On the other hand, an interventional study investigating the effects of a structured education program demonstrated no significant change in self-esteem in the intervention group (41). A systematic review by Drew et al. similarly found that lifestyle interventions had only a slight impact on self-esteem in men (42). These discrepancies may be due to differences in the populations examined, as the current study involved patients with T2DM, while Drew et al.'s (42) study involved mentally healthy men. The findings confirm that virtual education via online interactive classroom sessions and a mobile-based app, like mHealth, is more effective than peer education in improving self-esteem in patients with T2DM.
5.1. Limitations and Strengths
One limitation of this study was the potential for patients in the intervention and control groups to share educational materials, particularly in the virtual education group.

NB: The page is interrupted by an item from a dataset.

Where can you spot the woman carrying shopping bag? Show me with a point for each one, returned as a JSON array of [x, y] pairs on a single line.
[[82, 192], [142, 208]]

To mitigate this, patients were asked not to share the content until the end of the study. A key strength of the study was the simultaneous comparison of two innovative educational methods. Another strength was combining virtual classroom sessions with the mobile-based mHealth app.
5.2. Conclusions
The results demonstrated that both educational methods, peer education and virtual education, positively affected self-esteem in patients with T2DM. However, the effectiveness of virtual education using a mobile-based app (mHealth) on self-esteem was more pronounced than that of peer education. These findings provide valuable insights into the optimal use of distance education and educational apps. Since virtual education and apps allow for flexible learning at different times and locations, and learners can repeatedly access the materials to achieve mastery of the content, these innovative, comprehensive methods are highly recommended for managing chronic conditions such as DM. It is further suggested that future studies investigate the impact of virtual education via mobile-based apps and artificial intelligence capabilities on self-esteem in other patient populations.